A maior farra da terra e do mar

Por Rogério Menezes

Publicado em 26 de novembro de 2017 às 06:33

- Atualizado há um ano

. Crédito: .

Vi o mar pela primeira vez aos 10 anos – e o mar m’arrebatou. Era a coisa mais linda que os meus olhos já tinham visto. Aquela imensidão de água azul que se estendia até linha reta que me disseram chamar horizonte me abduziu. Perguntei: - É tudo água até aquela linha reta? Alguém, talvez pai, respondeu: 

- Não é linha reta, enxergamos assim porque olhamos de longe. O mar não acaba ali, há muito mar além-mar. Todo dia sentava sozinho na areia da Praia de Tiririca – hoje paraíso de surfistas do mundo inteiro no balneário multinacional de Itacaré-Bahia. Então testemunhava: o mar quando quebrava na praia era bonito, era bonito – e me perguntava à Caymmi:  seria doce – ou + provável, salgado – morrer no mar?

Meus pais não eram ricos – mas decidiram levar durante três anos a família (mulher e quatro filhos) + primos + primas + amigas de minhas irmãs + aderentes nessa aventurosa temporada na praia. Ainda não possuíamos automóvel – mas em qual carro caberia tanta gente + peças de cozinha + farnéis de comida e outras traquitanas? Pensou caminhão?  Acertou.

Fevereiro chegava, pé na estrada. Na boleia do caminhão, motorista contratado para a empreitada + mãe + pai. Na carroceria, misturavam-se o resto da tropa, caixas de comida, malas com roupas e panelas que se desgarravam das caixas que as guardavam: caos.

Estrada asfaltada? Porra nenhuma. Terra amolecida pelas chuvas de verão nos obrigava a viagem nervosa. Uma vez o caminhão afundou-se no barro movediço, e empacou. Pai ordenou: tudo o que não fosse o motorista teria que chafurdar na lama para facilitar a operação de desatolar a, digamos, embarcação. [Desembarcamos e, com lama nos joelhos, carregamos teréns das mais variadas dimensões nas costas até região mais seca].

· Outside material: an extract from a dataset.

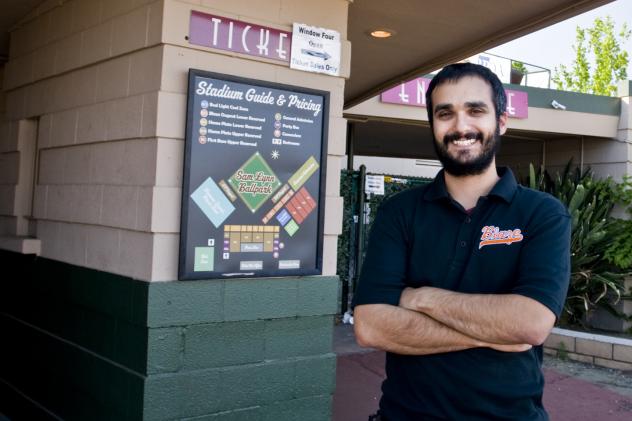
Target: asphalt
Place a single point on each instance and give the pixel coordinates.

Pai alugava casa barata e sem móvel algum. Colchões vagabas e malas com roupas eram jogados no chão dos quartos, sala e corredor. Na cozinha sagrada, não. Lá tudo era muito  arrumado. Fogão a gás trazido de casa, muitos pratos, muitas xícaras e muita comida eram separados, arrumados e bem lavados. Todo dia mãe cozinhava peixes e crustáceos feito compusesse sambas de Cartola.

A intenção era hedonista: com pouco dinheiro vivermos os momentos mais inesquecíveis do ano, quiçá, de nossas vidas. Passávamos o fim da tarde e o começo da noite de pernas para o ar a rir e a falar bobagens – e todas as manhãs e parte das tardes, nós e o mar fazíamos a maior farra da terra – e do mar.

Não tínhamos a menor ideia de que o sol em excesso pudesse provocar câncer de pele, e nos torrávamos ao sol sem proteção alguma. Nos primeiros dias do veraneio minha pele se cobria de bolhas d´agua de ardores infernais que, quando pipocavam, liberavam secreção malcheirosa.

[Valia a pena enfrentar essa provação. Voltava superbronzeado para Jequié-Bahia e àquela época todo mundo queria ficar superbronzeado. Mas o tempo passava e eu desbotava e voltava a ser o branquelo de sempre]. [Era delicioso ouvir por algum tempo: - Como você tá ‘queimado’, Roge!]